YÜZ OKUYUCUSU

Hanife Baş

Yüzlerce insanın geçişinin kaldırdığı tozla iyice boğucu hale gelen hava hafifçe yüzünü karartıyor.  Canhıraş bir kalabalık ve tozun dumanın içinde kaybolan yüzler. Terden, yorgunluktan, havasızlıktan bir ileri, bir geri gidip gelen kafalar. Gülümseyerek bakıyor kalabalığa. Her zamanki noktasına gidiyor. Acele ve itiş kakışın kenarında her zaman oturduğu bankın boşalmasını bekliyor. Tıknaz, uzunca boylu, kara kaşlı, kara saçlı orta yaşlı adamın yerinden gitmesi için bir süre yanı başında dikiliyor. Yüz ifadesinden kalkmak üzere olduğunu hemen anlıyor.

Zaten acelesi olduğu belli. Sürekli cep telefonuyla konuşuyor. Kalktı kalkacak derken yüz hatları değişiyor ve tam tahmin ettiği gibi hemen kalkıp hızla oradan uzaklaşıyor. Evet, Melis için günün en keyifli saatleri başlıyor. Hayatta en zevk aldığı şeyi yapıyor yine. İnsan kalabalığını keyifle izliyor ve her geçen gün yenileri eklenen yüzleri tahlil ediyor. İnsanları izlemek ve her gördüğü yüzdeki kişiliği ve hayatları tahmin etmek onun en çok sevdiği şey. Gözler, yüzler, mimikler ve vücut dili. Bu konuda hiç eğitim almamıştı ama onun doğuştan gelen bir yeteneği vardı. Bunu çevresinde pek kimseye de söylememişti. Sadece annesi bazı insanları nasıl bu kadar iyi tanıyabildiğine hayret ederdi, o kadar. O insanların karakterlerini yüzlerine bakarak çözerdi. Bu yeteneğe sahip olması, iyi miydi, kötü müydü? Hala anlamamıştı ama ona yaşamında bir getirisi olmasa da bundan hoşlandığı kesindi.

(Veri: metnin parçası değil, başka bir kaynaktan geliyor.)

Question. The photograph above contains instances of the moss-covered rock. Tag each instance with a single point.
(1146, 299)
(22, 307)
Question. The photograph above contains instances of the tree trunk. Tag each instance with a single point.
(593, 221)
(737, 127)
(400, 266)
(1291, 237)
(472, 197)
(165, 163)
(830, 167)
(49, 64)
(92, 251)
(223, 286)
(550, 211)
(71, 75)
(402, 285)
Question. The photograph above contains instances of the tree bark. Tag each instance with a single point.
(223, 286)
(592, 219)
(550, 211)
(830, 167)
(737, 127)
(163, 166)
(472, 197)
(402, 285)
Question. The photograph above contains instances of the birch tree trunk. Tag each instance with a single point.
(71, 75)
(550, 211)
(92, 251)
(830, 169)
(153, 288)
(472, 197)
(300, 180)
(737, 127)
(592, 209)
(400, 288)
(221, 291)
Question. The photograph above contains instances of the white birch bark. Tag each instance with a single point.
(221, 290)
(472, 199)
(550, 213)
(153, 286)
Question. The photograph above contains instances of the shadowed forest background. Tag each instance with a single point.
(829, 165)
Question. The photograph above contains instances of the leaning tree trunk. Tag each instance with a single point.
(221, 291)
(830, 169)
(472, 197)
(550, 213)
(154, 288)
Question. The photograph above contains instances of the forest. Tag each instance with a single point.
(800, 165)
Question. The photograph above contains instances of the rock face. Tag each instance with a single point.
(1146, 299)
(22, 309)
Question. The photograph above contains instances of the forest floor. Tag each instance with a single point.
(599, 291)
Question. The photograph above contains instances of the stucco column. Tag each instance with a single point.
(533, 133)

Aynı elbisenin farklı bedenini giymiş gibi aynı karakterli yüzler. Sanki bir fırça onları aynı boyayla boyamış. Apayrı dünyaları anımsatanlar, naif, ince, zarif, kaba, küstah, öfkeli, sakin, dingin, kurnaz, aklı havada, melankolik, kıskanç, kindar, sinsi, merhametli, düşünceli ve daha nicesi… Yüzler, hareketler, bakışlar bütün bu karakterleri anlatırken oturduğu yerden adeta insan kalabalığını dipten başa inceliyor. Bu zenginliği en sevdiği yemeğin kokusunu içine çeker gibi özümsüyor. Masada en sevdiği yemekler bulunan bir gurme misali, nereden başlayacağını bilemiyor.. Keşke imkanı olsa da hepsine teker teker bakabilse. Ama arada kaçanlar oluyor.

Çocukluğundan beri en sevdiği şey insanların yüzlerine bakarak onlar hakkında yorum yapmak ve tahminlerde bulunmaktı. Nasıl bir yaşamları ve karakterleri var?  Evet, istediği gibi biri tam da yanında duruyor. İnce hafif bir yapısı, lüle lüle uzun sarı saçları var. Otuz yaşın biraz üzerinde. Yüzüğünden evli olduğu belli ama gözleri sanki bir şeylerin yolunda gitmediğini ele veriyor. Bakışları hüzünlü. Hayal kırıklığının izleri var. Eğitimli ve kalburüstü bir aileden geldiği de belli.  Dalgın bakışlarını bir süre etrafta gezdirdikten sonra dudaklarını bükerek yoluna devam ediyor. Mahzun gözleri, ince kıvrımlı yüz şekli, kırılgan yapısını ve iyi kalbini de dışa vuruyor…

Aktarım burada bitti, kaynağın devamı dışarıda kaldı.